Updated: January 2, 2020 4:30:57 am
Large fiscal slippages notwithstanding, both the central and state governments have seen a sustained fall in their cost of borrowings in the past one year.
On Tuesday, the last day of 2019, four states — Gujarat, Madhya Pradesh, Rajasthan and Goa — raised a total of Rs 4,881 crore by issuing 10-year bonds at a weighted average interest rate of 7.17 per cent. This was lower than the 8.08 per cent yield for the same tenor of state development loans floated a year ago.
When compared to the 8.76 per cent rate as on September 25, 2018, the cumulative fall in the borrowing cost of 10-year loans of states works out to nearly 159 basis points (bps), which is more than the 135-bp decline in the Reserve Bank of India’s (RBI) benchmark repo or overnight lending rate in 2019. During the same period, the average cost of 10-year borrowings of the Centre has also come down from 8.04 per cent to 6.62 per cent.

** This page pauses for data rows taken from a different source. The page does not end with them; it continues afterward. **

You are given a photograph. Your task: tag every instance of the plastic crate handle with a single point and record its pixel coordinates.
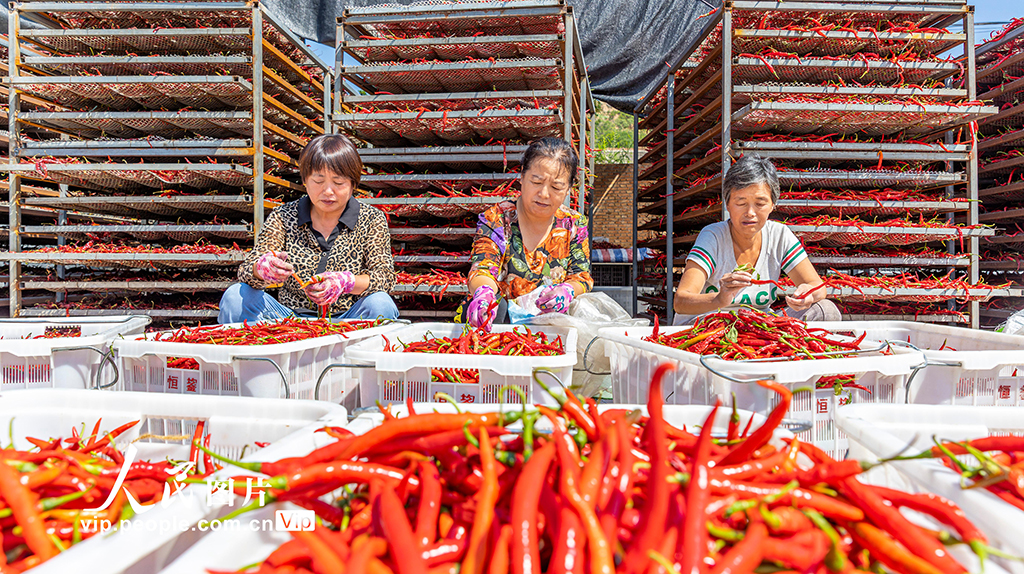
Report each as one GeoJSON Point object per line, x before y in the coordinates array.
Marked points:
{"type": "Point", "coordinates": [586, 353]}
{"type": "Point", "coordinates": [335, 365]}
{"type": "Point", "coordinates": [284, 378]}
{"type": "Point", "coordinates": [281, 371]}
{"type": "Point", "coordinates": [105, 357]}
{"type": "Point", "coordinates": [928, 362]}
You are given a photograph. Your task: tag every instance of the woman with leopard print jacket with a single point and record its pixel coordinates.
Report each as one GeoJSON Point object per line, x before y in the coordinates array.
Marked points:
{"type": "Point", "coordinates": [338, 248]}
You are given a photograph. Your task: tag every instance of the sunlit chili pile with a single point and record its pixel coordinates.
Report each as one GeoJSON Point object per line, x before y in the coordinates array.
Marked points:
{"type": "Point", "coordinates": [46, 490]}
{"type": "Point", "coordinates": [518, 342]}
{"type": "Point", "coordinates": [285, 330]}
{"type": "Point", "coordinates": [999, 470]}
{"type": "Point", "coordinates": [606, 491]}
{"type": "Point", "coordinates": [748, 334]}
{"type": "Point", "coordinates": [478, 342]}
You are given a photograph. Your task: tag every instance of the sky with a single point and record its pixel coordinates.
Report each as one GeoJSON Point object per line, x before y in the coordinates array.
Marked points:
{"type": "Point", "coordinates": [986, 11]}
{"type": "Point", "coordinates": [994, 10]}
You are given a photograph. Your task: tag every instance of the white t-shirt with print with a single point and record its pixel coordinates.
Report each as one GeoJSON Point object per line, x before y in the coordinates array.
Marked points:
{"type": "Point", "coordinates": [780, 252]}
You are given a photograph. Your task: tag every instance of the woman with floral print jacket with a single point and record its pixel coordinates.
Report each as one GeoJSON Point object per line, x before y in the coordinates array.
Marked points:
{"type": "Point", "coordinates": [534, 243]}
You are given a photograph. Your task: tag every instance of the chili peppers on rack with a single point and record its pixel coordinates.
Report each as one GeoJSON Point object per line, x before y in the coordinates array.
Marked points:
{"type": "Point", "coordinates": [749, 334]}
{"type": "Point", "coordinates": [285, 330]}
{"type": "Point", "coordinates": [457, 492]}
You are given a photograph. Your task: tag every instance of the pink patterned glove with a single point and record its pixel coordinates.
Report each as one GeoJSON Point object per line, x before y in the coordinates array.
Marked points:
{"type": "Point", "coordinates": [555, 299]}
{"type": "Point", "coordinates": [327, 288]}
{"type": "Point", "coordinates": [272, 267]}
{"type": "Point", "coordinates": [481, 311]}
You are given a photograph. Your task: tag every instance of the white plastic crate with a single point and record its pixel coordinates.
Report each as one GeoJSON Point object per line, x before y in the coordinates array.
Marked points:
{"type": "Point", "coordinates": [396, 374]}
{"type": "Point", "coordinates": [985, 369]}
{"type": "Point", "coordinates": [235, 425]}
{"type": "Point", "coordinates": [634, 361]}
{"type": "Point", "coordinates": [882, 431]}
{"type": "Point", "coordinates": [283, 370]}
{"type": "Point", "coordinates": [231, 549]}
{"type": "Point", "coordinates": [76, 361]}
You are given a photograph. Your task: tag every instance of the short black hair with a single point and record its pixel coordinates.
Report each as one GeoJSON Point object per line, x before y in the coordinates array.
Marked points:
{"type": "Point", "coordinates": [331, 151]}
{"type": "Point", "coordinates": [552, 148]}
{"type": "Point", "coordinates": [751, 169]}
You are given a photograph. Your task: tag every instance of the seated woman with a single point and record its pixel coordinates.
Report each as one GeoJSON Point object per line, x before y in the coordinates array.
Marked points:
{"type": "Point", "coordinates": [338, 248]}
{"type": "Point", "coordinates": [729, 255]}
{"type": "Point", "coordinates": [532, 243]}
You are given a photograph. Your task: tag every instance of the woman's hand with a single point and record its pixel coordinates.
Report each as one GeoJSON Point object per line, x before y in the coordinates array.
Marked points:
{"type": "Point", "coordinates": [327, 288]}
{"type": "Point", "coordinates": [273, 267]}
{"type": "Point", "coordinates": [555, 299]}
{"type": "Point", "coordinates": [731, 284]}
{"type": "Point", "coordinates": [798, 303]}
{"type": "Point", "coordinates": [481, 310]}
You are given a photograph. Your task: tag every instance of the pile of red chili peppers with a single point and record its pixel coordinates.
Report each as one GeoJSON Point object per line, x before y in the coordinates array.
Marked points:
{"type": "Point", "coordinates": [604, 492]}
{"type": "Point", "coordinates": [288, 329]}
{"type": "Point", "coordinates": [749, 334]}
{"type": "Point", "coordinates": [478, 342]}
{"type": "Point", "coordinates": [1000, 459]}
{"type": "Point", "coordinates": [47, 489]}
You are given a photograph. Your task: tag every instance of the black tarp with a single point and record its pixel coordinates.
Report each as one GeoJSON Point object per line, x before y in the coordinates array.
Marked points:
{"type": "Point", "coordinates": [626, 43]}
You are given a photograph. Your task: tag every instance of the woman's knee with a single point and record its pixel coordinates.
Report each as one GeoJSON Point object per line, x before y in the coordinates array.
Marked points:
{"type": "Point", "coordinates": [379, 304]}
{"type": "Point", "coordinates": [824, 310]}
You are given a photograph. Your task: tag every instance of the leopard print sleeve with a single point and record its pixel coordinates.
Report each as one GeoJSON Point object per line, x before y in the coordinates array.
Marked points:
{"type": "Point", "coordinates": [271, 237]}
{"type": "Point", "coordinates": [377, 257]}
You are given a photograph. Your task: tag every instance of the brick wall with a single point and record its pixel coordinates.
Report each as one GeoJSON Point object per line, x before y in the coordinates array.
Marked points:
{"type": "Point", "coordinates": [613, 204]}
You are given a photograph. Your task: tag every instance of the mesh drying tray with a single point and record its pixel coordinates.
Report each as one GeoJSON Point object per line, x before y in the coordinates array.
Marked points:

This drop of over 142 bps is again higher than the fall in the repo rate.
The chart, however, shows that the fall in the cost of borrowings for both the Centre and the states was largely until around July. Between September 2018 and July 2019, the RBI had cut its repo rate from 6.5 per cent to 5.75 per cent. Subsequent to that, the central bank slashed the benchmark rate further to 5.15 per cent, but that has not led to a reduction in government borrowing costs. The latter had, in fact, started falling even before the RBI had embarked on its policy rate cuts from February 2019.
The flattening of interest rates on government borrowings — secondary market yields on the 10-year Government of India bond have actually risen from 6.33 per cent to 6.56 per cent from mid-July to end-December — has been mainly due to fiscal slippages from falling tax revenues.
The Centre’s fiscal deficit for April-November stood at Rs 8,07,834 crore, which was higher than the Budget Estimate (BE) of Rs 7,03,760 crore for 2019-20. The Centre has so far raised Rs 6,30,394 crore out of its total budgeted market borrowings of Rs 7,10,000 crore. The expectations of the fiscal deficit exceeding the BE, thereby necessitating more borrowings, is what is being seen as not allowing yields to come down further. States too are experiencing fiscal stress on account of lower goods and services tax (GST) collections, which might require them to issue fresh debt that is again preventing interest rates from going down.
In the meantime, the RBI has launched open market operations (OMO) programme of purchasing longer term (10-year) government securities and selling those of shorter tenor (one-year) paper. This programme, also called ‘Operation Twist’, is aimed at “flattening” the yield curve by reducing the interest rates on long term bonds vis-à-vis short term. But two rounds of such auctions on December 23 and 30 have not had the desired impact yet.